[Footnote 1: See Farrand, "Records of the Federal Convention," Vol. II, pp. 615-616, 620.]
This objection would scarcely be urged to-day, when the country-wide operations of the so-called "trusts" have given them a national character and made their control by federal power a practical necessity.
XIII
WHAT OF THE FUTURE?
In the preceding pages we have observed from various viewpoints the impressive phenomenon of federal encroachment upon state power. It must have become obvious to the most casual reader that the tide is running swiftly and has already carried far. Hamilton was mistaken when he predicted in the Federalist[1] that the National Government would never encroach upon the state authorities.
[Footnote 1: Federalist, Numbers XVII, XXXI.]

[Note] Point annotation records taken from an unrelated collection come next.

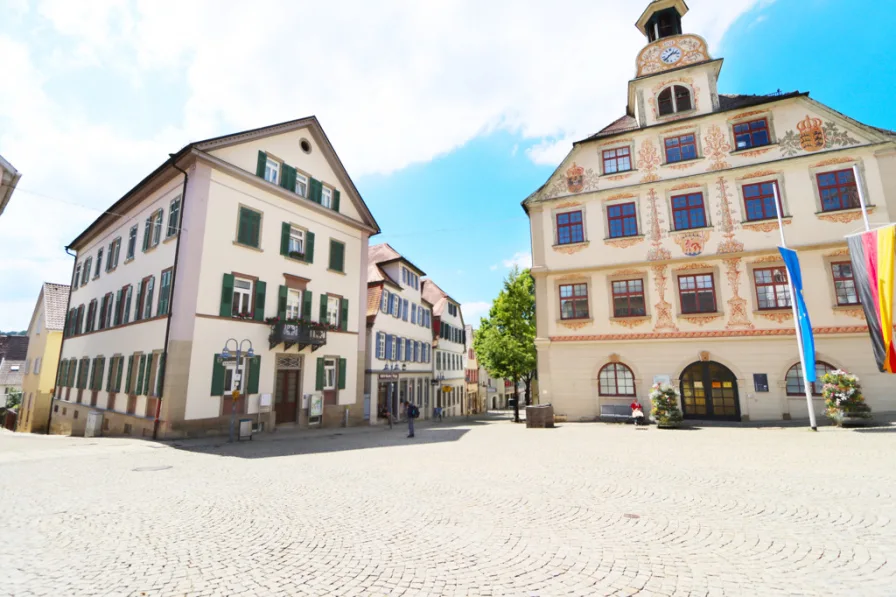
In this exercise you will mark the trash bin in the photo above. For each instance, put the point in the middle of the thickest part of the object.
(245, 429)
(540, 417)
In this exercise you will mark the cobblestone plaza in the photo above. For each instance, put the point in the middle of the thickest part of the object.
(479, 508)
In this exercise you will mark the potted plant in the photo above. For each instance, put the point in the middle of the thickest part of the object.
(844, 403)
(665, 411)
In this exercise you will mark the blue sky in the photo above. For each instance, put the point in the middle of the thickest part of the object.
(446, 118)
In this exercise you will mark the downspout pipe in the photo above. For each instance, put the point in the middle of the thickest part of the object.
(164, 372)
(68, 306)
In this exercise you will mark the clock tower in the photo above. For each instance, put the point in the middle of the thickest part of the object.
(675, 76)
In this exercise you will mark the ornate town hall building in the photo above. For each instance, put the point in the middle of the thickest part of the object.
(655, 243)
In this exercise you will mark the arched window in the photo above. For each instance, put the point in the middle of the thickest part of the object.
(797, 387)
(615, 379)
(674, 99)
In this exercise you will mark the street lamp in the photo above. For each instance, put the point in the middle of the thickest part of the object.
(237, 374)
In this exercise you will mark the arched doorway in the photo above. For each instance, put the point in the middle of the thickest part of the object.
(709, 391)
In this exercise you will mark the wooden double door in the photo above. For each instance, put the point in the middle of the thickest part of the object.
(709, 392)
(286, 396)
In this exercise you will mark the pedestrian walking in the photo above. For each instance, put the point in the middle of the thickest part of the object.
(412, 412)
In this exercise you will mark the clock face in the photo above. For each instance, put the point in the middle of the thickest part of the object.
(671, 55)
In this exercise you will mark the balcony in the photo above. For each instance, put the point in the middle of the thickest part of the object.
(300, 333)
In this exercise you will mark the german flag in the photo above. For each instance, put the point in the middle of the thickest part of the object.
(872, 255)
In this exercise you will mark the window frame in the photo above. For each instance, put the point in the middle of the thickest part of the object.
(750, 132)
(851, 279)
(616, 367)
(696, 292)
(689, 209)
(628, 294)
(574, 298)
(679, 146)
(570, 226)
(840, 189)
(615, 159)
(757, 285)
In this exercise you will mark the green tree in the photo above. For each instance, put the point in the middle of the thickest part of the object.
(505, 342)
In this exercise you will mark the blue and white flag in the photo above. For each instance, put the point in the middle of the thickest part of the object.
(805, 326)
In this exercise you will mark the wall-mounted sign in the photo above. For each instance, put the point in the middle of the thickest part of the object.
(760, 382)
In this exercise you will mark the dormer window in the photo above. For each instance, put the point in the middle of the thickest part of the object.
(674, 99)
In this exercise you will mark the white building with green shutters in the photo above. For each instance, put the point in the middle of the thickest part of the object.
(257, 238)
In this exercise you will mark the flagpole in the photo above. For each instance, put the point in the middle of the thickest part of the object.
(855, 173)
(796, 319)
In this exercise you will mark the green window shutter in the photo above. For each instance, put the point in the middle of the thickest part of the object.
(281, 302)
(227, 296)
(262, 162)
(306, 304)
(254, 374)
(320, 375)
(343, 315)
(128, 388)
(260, 291)
(160, 375)
(284, 238)
(140, 367)
(217, 377)
(309, 247)
(147, 375)
(118, 371)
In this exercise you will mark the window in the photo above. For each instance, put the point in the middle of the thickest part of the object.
(249, 228)
(796, 385)
(296, 246)
(617, 160)
(844, 283)
(697, 294)
(293, 303)
(329, 374)
(687, 211)
(615, 379)
(242, 298)
(85, 277)
(838, 190)
(679, 149)
(628, 298)
(337, 256)
(301, 187)
(574, 301)
(622, 220)
(272, 170)
(751, 134)
(674, 99)
(570, 228)
(772, 288)
(759, 199)
(333, 304)
(173, 217)
(132, 242)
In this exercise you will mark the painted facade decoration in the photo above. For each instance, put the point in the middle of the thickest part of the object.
(814, 135)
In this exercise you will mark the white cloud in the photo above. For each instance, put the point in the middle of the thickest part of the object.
(521, 259)
(397, 83)
(474, 311)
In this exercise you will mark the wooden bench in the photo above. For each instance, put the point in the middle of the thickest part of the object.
(616, 412)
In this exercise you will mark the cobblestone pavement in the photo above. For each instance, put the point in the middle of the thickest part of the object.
(487, 508)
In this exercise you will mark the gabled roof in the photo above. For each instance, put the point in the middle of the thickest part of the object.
(200, 147)
(55, 300)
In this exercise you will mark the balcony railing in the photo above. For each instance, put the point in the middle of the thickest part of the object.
(302, 334)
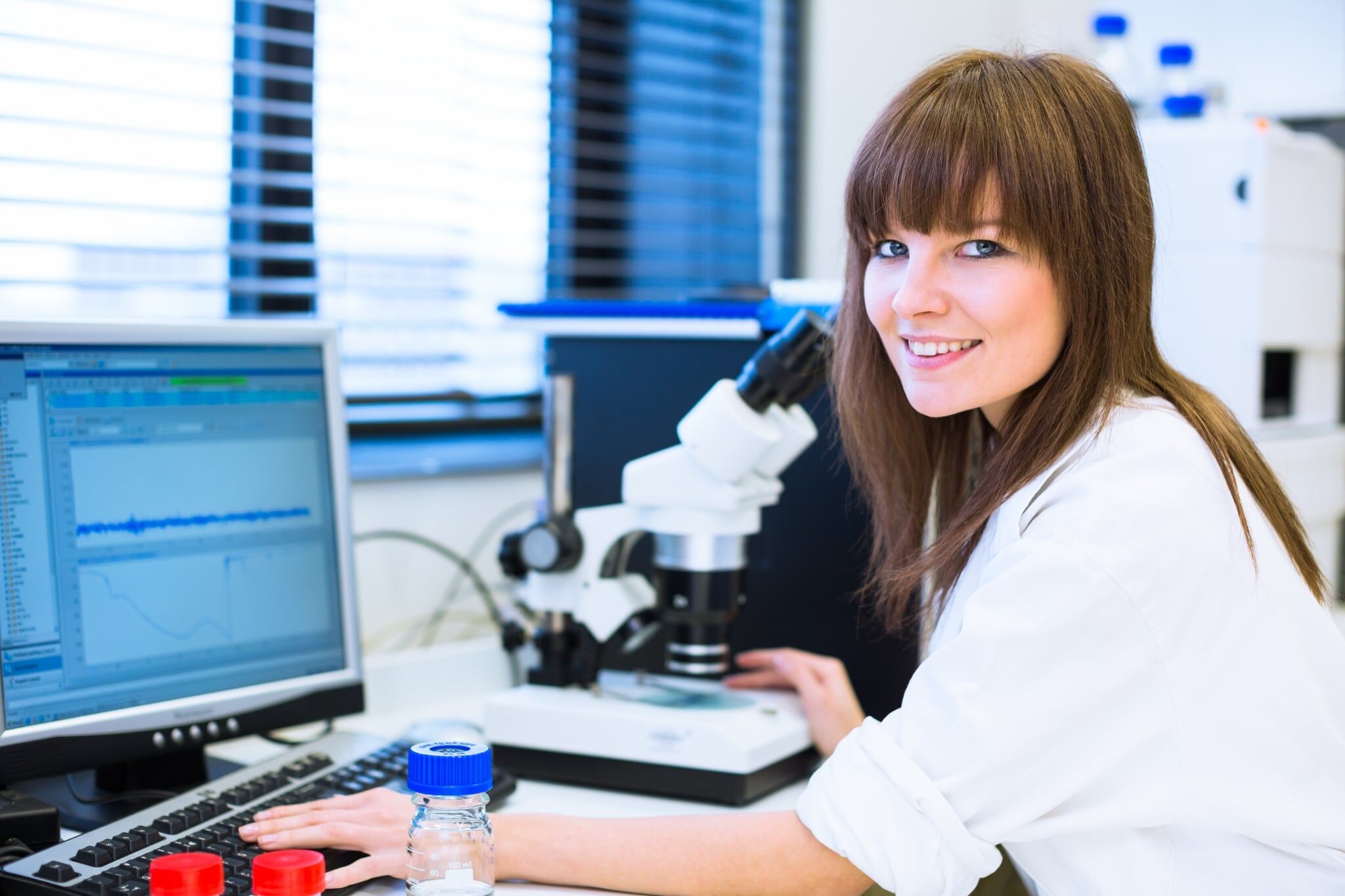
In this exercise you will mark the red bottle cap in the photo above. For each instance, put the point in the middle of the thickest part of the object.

What then of the future? Is the Constitution hopelessly out of date? Are the states to be submerged and virtually obliterated in the drift toward centralization? No thoughtful patriot can view such a possibility without the gravest misgivings. The integrity of the states was a cardinal principle of our governmental scheme. Abandon that and we are adrift from the moorings which to the minds of statesmen of past generations constituted the safety of the republic.
No mere appeal to precedents and governmental theory will check the current. The Americans are a practical people, moving forward with conscious power toward the attainment of their aims, along the lines which seem to them most direct. They are more interested in results than in methods or theories. Experience has demonstrated that federal control often spells uniformity and efficiency where state control had meant divisions and weakness. They favor federal control because it gets results.
There is another aspect of the matter, however. The burden of federal bureaucracy is beginning to be felt by the average man. He is being regulated more and more, in his meats and drinks, his morals and the activities of his daily life, from Washington. If he will only stop and think he must realize that no one central authority can supervise the daily lives of a hundred million people, scattered over half a continent, without becoming top-heavy. He must realize, too, that, even if such a centralization of power and responsibility were humanly possible, our National Government is unsuited for the task. The electorate is too numerous and heterogeneous; its interests and needs are too diverse. Shall the conduct of citizens of Mississippi be prescribed by vote of congressmen from New York, or supervised at the expense of New York taxpayers? Will an educational system suitable for Massachusetts necessarily fit the young of Georgia? Such suggestions carry their own answer. In the very nature of things there is bound to be a reaction against centralization sooner or later. The real question is whether it will come in time to save the present constitutional scheme.
The makers of the Constitution never intended that the people of one state should regulate, or pay for supervising, the conduct of citizens of another state. They made a division of governmental powers between nation and states along broad and obvious lines. To the Federal Government were entrusted matters of a strictly national character—foreign relations, interstate commerce, fiscal and monetary system, post office, patents and copyrights. Everything else was reserved, to the states or the people. Here was a scheme at once explicit and elastic. Explicit as to the nature of the functions to be performed by the National Government; elastic enough to permit the exercise of all other powers reasonably incidental to the powers expressly granted. The Constitution is not, and never was intended to be, a strait-jacket.